Side By Side, not by Sondheim – by Willey and Henley.
These two oils are on the top landing. Colin Willey is a Dorset artist whose work I have admired since the early 1990s. In those days he exhibited in a gallery in Dorchester while hedging his bets working in a supermarket.
Colin likes to get out into the countryside or go to the seaside to paint. I hope he didn’t get a soaking painting this. It is on a larger scale than his usual pictures and in a picture of this sort, size does matter. Sometimes friends roguishly ask to go upstairs to see my big Willey. I have a few of his smaller pictures but they are still lifes. You may remember one from a previous post, if not you can see it here.
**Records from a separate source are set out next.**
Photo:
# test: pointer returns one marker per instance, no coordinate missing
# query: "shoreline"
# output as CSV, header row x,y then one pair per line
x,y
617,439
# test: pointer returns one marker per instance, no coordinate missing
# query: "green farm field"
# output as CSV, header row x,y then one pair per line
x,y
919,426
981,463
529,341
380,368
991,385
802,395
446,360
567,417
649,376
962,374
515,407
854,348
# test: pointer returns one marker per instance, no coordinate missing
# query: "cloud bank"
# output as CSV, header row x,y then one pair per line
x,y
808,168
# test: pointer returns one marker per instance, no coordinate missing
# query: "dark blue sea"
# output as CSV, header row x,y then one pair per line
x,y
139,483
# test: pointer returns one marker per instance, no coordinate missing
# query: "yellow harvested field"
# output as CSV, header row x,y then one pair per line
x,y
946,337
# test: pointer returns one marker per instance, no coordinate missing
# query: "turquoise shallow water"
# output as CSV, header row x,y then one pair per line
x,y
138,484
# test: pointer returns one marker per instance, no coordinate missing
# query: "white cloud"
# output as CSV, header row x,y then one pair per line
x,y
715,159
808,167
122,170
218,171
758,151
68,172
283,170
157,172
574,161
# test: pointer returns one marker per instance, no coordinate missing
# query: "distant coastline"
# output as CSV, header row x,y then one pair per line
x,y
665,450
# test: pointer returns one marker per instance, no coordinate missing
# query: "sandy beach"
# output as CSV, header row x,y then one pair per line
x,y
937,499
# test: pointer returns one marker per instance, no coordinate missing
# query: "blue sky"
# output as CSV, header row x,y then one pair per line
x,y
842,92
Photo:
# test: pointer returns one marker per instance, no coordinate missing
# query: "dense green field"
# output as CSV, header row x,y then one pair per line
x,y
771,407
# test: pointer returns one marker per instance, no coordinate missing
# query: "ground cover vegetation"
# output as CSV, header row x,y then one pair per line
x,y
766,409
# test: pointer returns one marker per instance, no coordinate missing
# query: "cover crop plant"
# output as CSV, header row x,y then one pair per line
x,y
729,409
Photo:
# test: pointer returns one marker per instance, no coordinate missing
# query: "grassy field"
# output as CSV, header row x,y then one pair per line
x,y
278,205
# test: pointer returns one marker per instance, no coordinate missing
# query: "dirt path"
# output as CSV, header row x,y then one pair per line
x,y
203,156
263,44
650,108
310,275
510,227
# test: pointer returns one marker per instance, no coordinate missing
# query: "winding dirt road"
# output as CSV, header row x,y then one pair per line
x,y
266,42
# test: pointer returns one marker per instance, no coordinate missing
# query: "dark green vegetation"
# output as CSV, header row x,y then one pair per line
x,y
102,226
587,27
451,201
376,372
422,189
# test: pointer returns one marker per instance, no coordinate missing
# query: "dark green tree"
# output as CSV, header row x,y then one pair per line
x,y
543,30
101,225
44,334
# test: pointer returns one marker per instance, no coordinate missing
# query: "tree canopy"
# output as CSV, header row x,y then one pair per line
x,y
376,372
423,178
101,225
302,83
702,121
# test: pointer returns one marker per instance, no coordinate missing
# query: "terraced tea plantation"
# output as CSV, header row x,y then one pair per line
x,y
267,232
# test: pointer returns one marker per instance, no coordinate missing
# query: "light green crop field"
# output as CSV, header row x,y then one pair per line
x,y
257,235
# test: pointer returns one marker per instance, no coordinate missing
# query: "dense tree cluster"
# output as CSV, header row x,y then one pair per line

This is a portrait of me by my then mother-in-law, Nancy, Lady Henley done in the 1980s. She had been painting her grandchildren and felt ready to tackle a son-in-law. She put me in the bay window of her house on Sydney Buildings in Bath, with the canal and city in the background. As the grandchildren had been depicted surrounded by toys she furnished me with the same: Burke’s Peerage, The Spectator and a hefty dictionary. Then, to keep me occupied, she provide gin and The Times crossword. She also painted some good still life stuff but when she started going to Life classes I stopped acquiring her work and felt somewhat nervous as to what demands might be made of me. In those days she was a formidable grande dame.
To change the subject, I often find myself looking up words with which I am unfamiliar. Yesterday morning alone these cropped up.
Perhaps not immediately germane to your post but;
Three of my mother’s words not infrequently used to describe those she felt not up to the mark:-
Meretricious
Disagreeable
Vacuous
I am sorry for bruising the authors ego, but his big Willey does nothing for me. Conversely Lady Henley’s effort is rather fine and demonstrates a capital aptitude for portraiture: surely the most daunting of all subjects. I see in her work elements which I so admire in artists such as Sean O’Sullivan & Margaret Clarke. In addition to a reasonable likeness she has managed to capture much of the character of the sitter in a rather informal disposition, though not so informal as to dispense with tie & cuff links. The image could depict any gentleman from the middle orders were it not for Burkes, so discriminately placed, as to allude to the subjects pedigree. The large glass of gin (always half full), so synonymous with the sitter, speaks volumes about his persona.
May I be so bold as to suggest that the composition is somewhat diminished by the frame. The addition of a mount would allow the scene to breathe and feel less cluttered.
The best feature of the painting is the way the artist has captured the texture of the authors jersey, actually he did look quite spiffy in the eighties. I am more accustomed to the tatterdemalion CJB.